Noûs é produzido pela emanação do Uno

V. I. 6
(Armstrong Selection and Translation from the Enneads)

[The One produces Noûs without any movement or change in Itself by a sort of emanation or radiation. The product is necessarily less than the producer; but since the One is the most perfect of all things, its product is necessarily that which is next in order of perfection, namely Noûs.]

How then does Noûs see, and what does it see? How did it come into existence at all and arise from the One so as to be able to see? The soul now knows that these things must be, but longs to answer the question repeatedly discussed, even by the ancient philosophers, how from the One, if It is such as we say It is, a multiplicity or a duality or a number come into existence. Why did It not remain by Itself? How did so great a multitude flow from It as that which we see to exist in beings but think it right to refer back to the One?

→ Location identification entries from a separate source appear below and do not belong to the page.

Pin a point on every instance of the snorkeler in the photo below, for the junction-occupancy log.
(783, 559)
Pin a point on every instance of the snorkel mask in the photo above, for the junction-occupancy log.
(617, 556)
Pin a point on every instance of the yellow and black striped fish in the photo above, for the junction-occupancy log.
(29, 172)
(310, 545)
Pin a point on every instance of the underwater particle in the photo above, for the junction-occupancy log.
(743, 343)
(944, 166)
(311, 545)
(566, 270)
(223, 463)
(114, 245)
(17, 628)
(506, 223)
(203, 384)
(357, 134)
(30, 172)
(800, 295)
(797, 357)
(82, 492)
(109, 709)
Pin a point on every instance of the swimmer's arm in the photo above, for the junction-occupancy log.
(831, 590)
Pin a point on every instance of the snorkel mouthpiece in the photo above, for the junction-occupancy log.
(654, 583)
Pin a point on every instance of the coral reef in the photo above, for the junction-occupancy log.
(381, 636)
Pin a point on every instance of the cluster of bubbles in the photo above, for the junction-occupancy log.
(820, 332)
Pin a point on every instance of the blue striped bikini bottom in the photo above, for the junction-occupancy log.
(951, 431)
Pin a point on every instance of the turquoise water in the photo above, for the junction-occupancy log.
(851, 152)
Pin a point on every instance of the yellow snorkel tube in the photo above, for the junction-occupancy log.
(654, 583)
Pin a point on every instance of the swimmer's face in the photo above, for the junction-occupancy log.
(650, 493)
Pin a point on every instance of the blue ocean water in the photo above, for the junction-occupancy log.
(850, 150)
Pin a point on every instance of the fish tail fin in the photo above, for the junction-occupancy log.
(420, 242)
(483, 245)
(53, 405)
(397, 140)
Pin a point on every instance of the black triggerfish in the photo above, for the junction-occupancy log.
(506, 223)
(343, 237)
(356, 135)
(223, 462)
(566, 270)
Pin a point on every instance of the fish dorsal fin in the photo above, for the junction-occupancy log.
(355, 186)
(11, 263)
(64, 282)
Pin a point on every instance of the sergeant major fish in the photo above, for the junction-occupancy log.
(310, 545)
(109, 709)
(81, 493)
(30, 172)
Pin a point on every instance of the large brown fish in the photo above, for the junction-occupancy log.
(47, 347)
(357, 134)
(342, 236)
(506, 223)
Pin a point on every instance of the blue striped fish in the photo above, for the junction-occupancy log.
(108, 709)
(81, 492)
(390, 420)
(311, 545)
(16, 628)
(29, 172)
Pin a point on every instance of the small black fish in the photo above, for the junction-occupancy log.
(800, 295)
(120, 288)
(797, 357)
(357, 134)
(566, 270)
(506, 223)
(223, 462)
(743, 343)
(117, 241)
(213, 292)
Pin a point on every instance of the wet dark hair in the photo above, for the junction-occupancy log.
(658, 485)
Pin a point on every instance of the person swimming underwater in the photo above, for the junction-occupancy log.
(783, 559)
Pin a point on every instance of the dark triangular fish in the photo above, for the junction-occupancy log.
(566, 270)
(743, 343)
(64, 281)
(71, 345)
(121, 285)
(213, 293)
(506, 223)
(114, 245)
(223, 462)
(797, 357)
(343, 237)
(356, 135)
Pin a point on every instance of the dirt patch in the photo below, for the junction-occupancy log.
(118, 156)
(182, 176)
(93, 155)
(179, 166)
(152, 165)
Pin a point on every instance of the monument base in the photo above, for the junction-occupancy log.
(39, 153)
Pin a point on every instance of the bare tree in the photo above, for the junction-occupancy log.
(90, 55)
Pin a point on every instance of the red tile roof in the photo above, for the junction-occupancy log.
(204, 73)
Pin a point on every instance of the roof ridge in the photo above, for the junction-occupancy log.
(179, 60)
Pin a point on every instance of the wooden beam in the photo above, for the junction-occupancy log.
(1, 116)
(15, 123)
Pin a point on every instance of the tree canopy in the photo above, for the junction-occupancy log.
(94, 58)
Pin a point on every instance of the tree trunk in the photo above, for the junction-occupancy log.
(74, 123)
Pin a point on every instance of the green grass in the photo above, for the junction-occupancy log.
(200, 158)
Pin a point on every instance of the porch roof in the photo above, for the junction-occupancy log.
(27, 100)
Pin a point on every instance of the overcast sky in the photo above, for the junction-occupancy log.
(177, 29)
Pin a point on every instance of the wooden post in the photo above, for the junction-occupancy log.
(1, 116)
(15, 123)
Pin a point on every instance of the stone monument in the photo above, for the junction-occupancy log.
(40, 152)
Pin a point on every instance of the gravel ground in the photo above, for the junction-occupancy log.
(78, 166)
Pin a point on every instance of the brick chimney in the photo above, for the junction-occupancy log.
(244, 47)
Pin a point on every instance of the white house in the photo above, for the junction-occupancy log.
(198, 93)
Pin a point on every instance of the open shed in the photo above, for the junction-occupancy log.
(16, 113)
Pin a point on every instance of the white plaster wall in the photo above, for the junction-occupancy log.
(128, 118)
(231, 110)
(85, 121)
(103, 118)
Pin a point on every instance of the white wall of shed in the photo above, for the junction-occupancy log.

Let us speak of it in this way, first invoking God Himself, not in spoken words, but reaching out with our soul into prayer to Him; for in this way we can pray alone to Him Alone. The man who contemplates Him, as if inside the temple,1 existing by Himself, remaining quiet beyond all things, must contemplate what correspond to the images already standing outside the temple, or rather that one image which appeared first; and this is the way in which it appeared. Everything which is moved must have some end to which it moves. The One has no such end, so we must not consider that It moves. If anything comes into being after It, we must think that it necessarily does so while the One remains continually turned towards Itself.1 We must admit then that what comes into being from the One does so without the One being moved: for if anything came into being as a result of the One’s being moved, it would be the third starting from the One, not the second, since it would come after the movement. So if there is a second after the One it must have come to be without the One moving at all, without any inclination or act of will or any sort of activity on Its part.

How did it come to be then? And what are we to think of as surrounding the One in Its repose? It must be a radiation from It while It remains unchanged, just like the bright light which surrounds the sun, which remains unchanged though the light springs from it continually. Everything that exists as long as it remains in being, necessarily produces from its own substance, in dependence on its present power, a surrounding reality directed towards the external world, a kind of image of the archetype from which it was produced. Thus fire produces its heat: snow does not only keep its cold inside itself. Perfumed things show this particularly clearly. As long as they exist they diffuse something from themselves around them which everything near them enjoys. Again, all things when they come to perfection produce. The One is always perfect and therefore produces everlastingly; and Its product is less than Itself. What then must we say about the Most Perfect? Nothing can come from It except that which is next greatest after It. Noûs is next to It in greatness and second to It; for Noûs sees It and needs It alone; but It has no need of Noûs. That which derives from something greater than Noûs is Noûs itself, which is greater than all things, because other things come after it. So Soul is a Logos and a kind of activity of Noûs, as Noûs is of the One.


  1. When we are discussing eternal realities we must not let coming into being in time be an obstacle to our thought; in the discussion we speak of them coming into being to indicate their causal connexion and their order.